What’s Wrong with IVF – In a Nutshell

Motives for couples who seek procreative technologies can be good. But more importantly, the question we must ask is: Is it moral? Let’s go beneath the surface to consider 3 underlying principles and 3 moral factors, before concluding with 3 closing thoughts.

3 important underlying principles:

1) A child is a gift, not a right. This is an important distinction. Gifts are not to be coveted or grasped, but humbly accepted. A child is both a person and a gift, that is, a person to be loved not an object to be demanded.

2) Technology may assist the marital act but never replace it. This is a fundamental moral principle. Persons are meant to be “begotten, not made” of the act of lifegiving love. Every child has a right to be conceived as a result of this unitive act ordained by God, and raised by a family who accepts him or her as a gift from the divine hand.

3) The unitive and procreative significance of sexual union must never be ruptured. Intentionally doing so violates the natural moral law. Violating this inseparability principle is done to either circumvent union (as in in-vitro fertilization) or impede procreation (as in contraception). The flow of lifegiving love between lover and beloved must never be replaced, impeded, or perverted from its natural end of ‘two becoming one flesh’ (Gen 2:24).

3 points that reveal IVF as morally evil:

1) Human embryos are created and destroyed in the in-vitro process. In order that one embryo might successfully survive implantation to birth, an average of 8 to 15 offspring are intentionally killed, die in the experiment, or mercilessly left frozen in suspended animation. In our country today, countless thousands of tiny human beings in their embryonic stage of life are now frozen indefinitely in cryogenic freezers.

2) Rather than God’s image being begotten of the act of love-union, new human beings are manufactured through the tools of a third-party clinician in a Petri dish. People are not meant to be manufactured as objects but rather conceived through the act of love. The In-vitro process also bypasses an important function of the female reproductive tract – to reject and select the right sperm cells to pass on to the area of the ovum for fertilization. IVF bypasses this natural ‘checkpoint’.

3) Rather than God-given gifts, children of in-vitro fertilization tend to feel as if they are “products of conception,” a phrase commonly used by abortion advocates to depersonalize human beings.

3 closing thoughts:

1) Eve violated the first principle above by grasping at an apparent good that was in fact a moral evil.
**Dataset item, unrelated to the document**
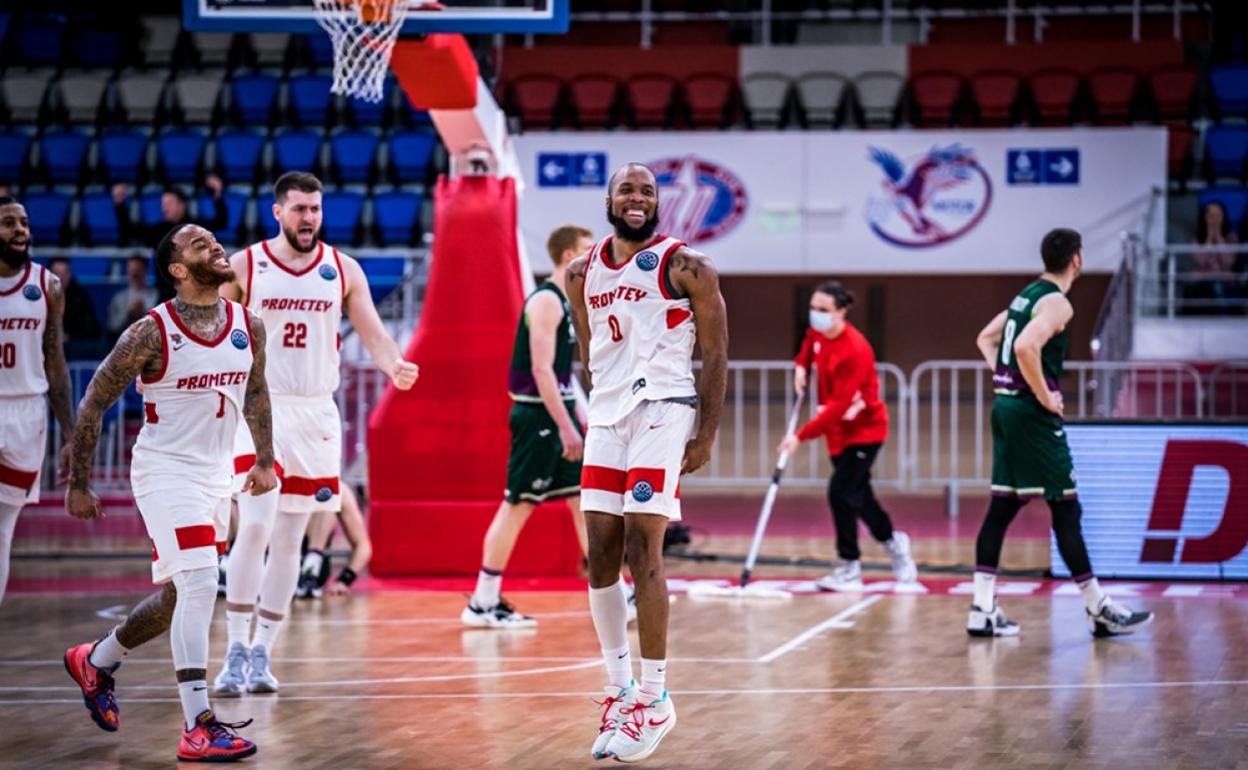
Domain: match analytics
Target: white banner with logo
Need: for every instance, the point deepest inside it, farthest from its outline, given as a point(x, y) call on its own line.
point(864, 201)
God warned her against this, as His Church warns us today against IVF. Eve rationalized her transgression, seeing that it was “good for food, pleasing to the eyes, and desirable for gaining wisdom” (Gn 3:6), as did Adam, and humanity fell from grace. We, too, allow our limited human understanding and judgment to get us in trouble when obedience to God should be priority.

2) While IVF is a grave moral evil, children created by the process are as good, dignified, and loved by God as any other. It is possible for God to create good out of our immoral choices; nevertheless, Scripture clearly warns us that one may never do an evil so that good might come out of it (Rom 3:8).

3) The inseparability principle mentioned above of union and procreation is most important, yet difficult to understand. Its truth and beauty are not easily grasped by the human intellect in a fallen world without the aid of grace, which is not available to those without faith.

Our post-Christian society rationalizes manipulating human life by impeding or replacing the marital act (via contraception or in-vitro fertilization respectively). It is often accompanied by strong passions and self-centered motives that can cloud our vision. This is always wrong since it abuses human nature for selfish ends, violates natural law, and usurps the sovereign authority of the God of life (Jn 14:6), who is Love (1 Jn 4:8).